Automatically Distributing Eulerian and Hybrid Fluid Simulations in the Cloud
Omid Mashayekhi, Chinmayee Shah, Hang Qu, Andrew Lim, Philip Levis
In ACM Transactions on Graphics (TOG), 37, 2, Article 24, June 2018, Presented at SIGGRAPH 2018
Abstract
Distributing a simulation across many machines can drastically speed
up computations and increase detail. The computing cloud provides
tremendous computing resources, but weak service guarantees
force programs to manage significant system complexity: nodes,
networks, and storage occasionally perform poorly or fail.

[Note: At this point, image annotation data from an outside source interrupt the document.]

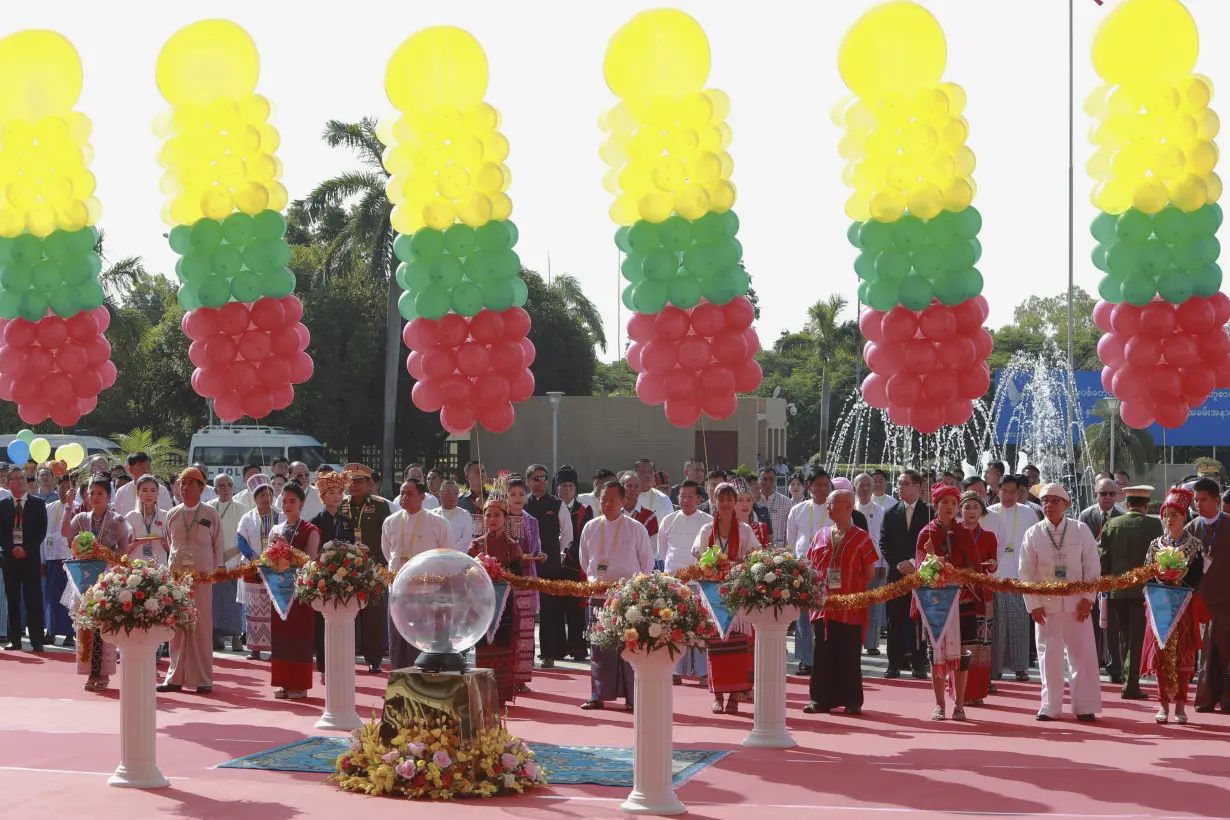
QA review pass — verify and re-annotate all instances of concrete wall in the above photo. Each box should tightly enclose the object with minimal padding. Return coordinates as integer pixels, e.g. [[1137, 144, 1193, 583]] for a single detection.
[[470, 396, 786, 489]]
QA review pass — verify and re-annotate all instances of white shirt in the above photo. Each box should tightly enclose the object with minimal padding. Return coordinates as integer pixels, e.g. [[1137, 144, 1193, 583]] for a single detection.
[[990, 504, 1038, 578], [786, 498, 829, 559], [380, 510, 455, 572], [430, 507, 475, 552], [658, 510, 713, 573], [579, 515, 653, 580], [1018, 518, 1102, 615]]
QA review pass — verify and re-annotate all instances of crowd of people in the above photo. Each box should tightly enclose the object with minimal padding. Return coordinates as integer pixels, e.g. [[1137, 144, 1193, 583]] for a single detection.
[[0, 454, 1230, 723]]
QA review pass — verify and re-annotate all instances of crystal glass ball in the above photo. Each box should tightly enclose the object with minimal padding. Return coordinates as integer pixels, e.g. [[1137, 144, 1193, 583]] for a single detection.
[[389, 550, 496, 653]]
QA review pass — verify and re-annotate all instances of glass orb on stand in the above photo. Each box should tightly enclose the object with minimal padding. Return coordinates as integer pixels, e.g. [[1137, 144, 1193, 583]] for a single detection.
[[389, 550, 496, 672]]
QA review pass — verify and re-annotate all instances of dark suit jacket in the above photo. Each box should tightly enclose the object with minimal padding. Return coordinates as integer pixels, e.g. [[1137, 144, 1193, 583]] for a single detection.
[[879, 498, 935, 581], [0, 493, 47, 564]]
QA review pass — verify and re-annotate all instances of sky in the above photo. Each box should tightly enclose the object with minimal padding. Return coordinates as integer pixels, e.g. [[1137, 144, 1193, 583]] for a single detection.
[[0, 0, 1230, 359]]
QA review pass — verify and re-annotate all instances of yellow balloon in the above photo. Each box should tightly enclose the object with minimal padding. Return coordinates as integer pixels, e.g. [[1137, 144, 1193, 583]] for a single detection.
[[838, 0, 951, 98], [385, 26, 487, 114], [603, 9, 716, 102], [0, 30, 81, 122], [1093, 0, 1200, 86]]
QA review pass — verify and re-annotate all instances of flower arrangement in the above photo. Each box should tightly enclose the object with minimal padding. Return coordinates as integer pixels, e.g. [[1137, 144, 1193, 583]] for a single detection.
[[718, 550, 818, 612], [293, 541, 385, 604], [328, 716, 546, 800], [590, 572, 717, 658], [73, 558, 197, 633]]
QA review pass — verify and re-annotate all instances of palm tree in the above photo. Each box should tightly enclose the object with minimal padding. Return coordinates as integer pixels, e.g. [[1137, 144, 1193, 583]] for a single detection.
[[1085, 398, 1157, 475], [304, 117, 401, 494]]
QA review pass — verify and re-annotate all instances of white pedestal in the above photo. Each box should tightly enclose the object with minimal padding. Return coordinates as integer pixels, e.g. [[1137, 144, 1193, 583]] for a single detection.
[[107, 627, 173, 789], [311, 597, 364, 731], [743, 606, 798, 749], [620, 649, 688, 815]]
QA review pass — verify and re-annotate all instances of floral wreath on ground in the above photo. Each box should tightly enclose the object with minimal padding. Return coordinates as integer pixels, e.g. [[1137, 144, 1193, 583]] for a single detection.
[[293, 541, 385, 605], [73, 558, 197, 634], [328, 716, 547, 800], [718, 550, 819, 613], [590, 572, 717, 658]]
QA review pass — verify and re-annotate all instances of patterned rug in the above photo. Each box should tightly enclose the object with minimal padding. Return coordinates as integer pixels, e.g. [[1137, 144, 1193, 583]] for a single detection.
[[219, 738, 731, 788]]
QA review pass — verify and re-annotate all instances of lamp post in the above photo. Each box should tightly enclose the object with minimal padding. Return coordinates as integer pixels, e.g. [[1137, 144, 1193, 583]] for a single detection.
[[546, 390, 563, 476]]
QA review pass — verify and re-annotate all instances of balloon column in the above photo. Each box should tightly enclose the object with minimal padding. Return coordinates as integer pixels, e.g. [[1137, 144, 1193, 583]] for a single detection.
[[0, 31, 116, 427], [154, 20, 312, 422], [600, 9, 761, 427], [834, 2, 991, 433], [376, 26, 534, 433], [1085, 0, 1230, 428]]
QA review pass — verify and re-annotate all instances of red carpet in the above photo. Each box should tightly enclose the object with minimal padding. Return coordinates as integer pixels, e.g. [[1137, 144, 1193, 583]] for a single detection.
[[0, 650, 1230, 820]]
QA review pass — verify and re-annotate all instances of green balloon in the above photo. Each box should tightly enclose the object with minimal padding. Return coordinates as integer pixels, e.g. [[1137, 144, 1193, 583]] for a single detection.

We describe Nimbus, a system that automatically distributes
grid-based and hybrid simulations across cloud computing
nodes. The main simulation loop is sequential code
and launches
distributed computations across many cores. The simulation on each
core runs as if it is stand-alone: Nimbus automatically
stitches these simulations into a single, larger
one. To do this efficiently, Nimbus introduces a four-layer
data model that translates between the contiguous, geometric objects
used by simulation libraries and the replicated, fine-grained objects
managed by its underlying cloud computing runtime.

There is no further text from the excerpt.